The two plants that launched operations in 2021 are located in Kael and Kahone in Western Senegal and have a total capacity of 60MWac. They will provide energy at tariffs of 3.98 and 3.80 Euro cents per kilowatt hour, respectively – one of the lowest prices for electricity in Sub-Saharan Africa – and will help avoid 89,000 tons of CO2 emissions per year. This will support Senegal’s transition to cleaner, more affordable energy, while creating business opportunities for local communities [7].

In addition, in Senegal, the Project for the Promotion of Integrated Waste Management and the Economy of Solid Waste (PROMOGED) is promoting the development of the circular economy by improving solid waste management for six million people [8]
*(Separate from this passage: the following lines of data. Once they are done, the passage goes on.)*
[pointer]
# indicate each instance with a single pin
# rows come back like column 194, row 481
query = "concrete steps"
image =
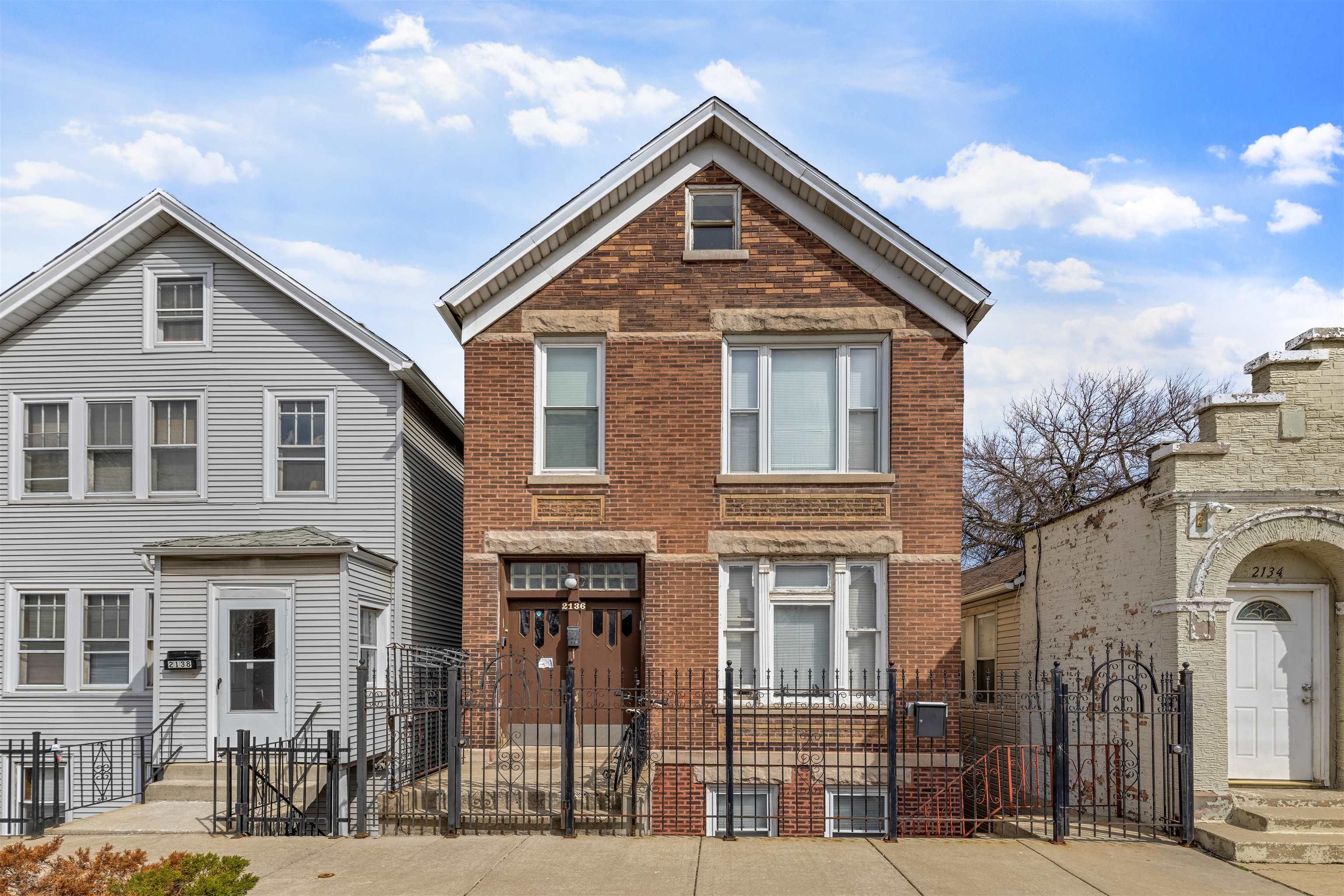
column 1291, row 825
  • Identify, support and exploit opportunities in the most promising sectors for job creation and environmental protection – energy (especially renewable energies), building and construction, transport, basic industries, agriculture and forestry.
  • Priority actions on the green economy should focus on agriculture, increased use of renewable energies, and SMEs.
  • Adopt environmentally friendly land and water management practices.
  • Develop irrigation on a large scale (particularly through surface water and potential runoff) and broaden access to markets and essential inputs. 
  • Strengthen national and regional agricultural institutions so that they can contribute to agricultural research and outreach services and maintain quality levels.
  • Replace investments in high carbon-emitting energies with investments in clean energy.
  • Green investments in the forestry sector to help reduce deforestation and increase reforestation [9].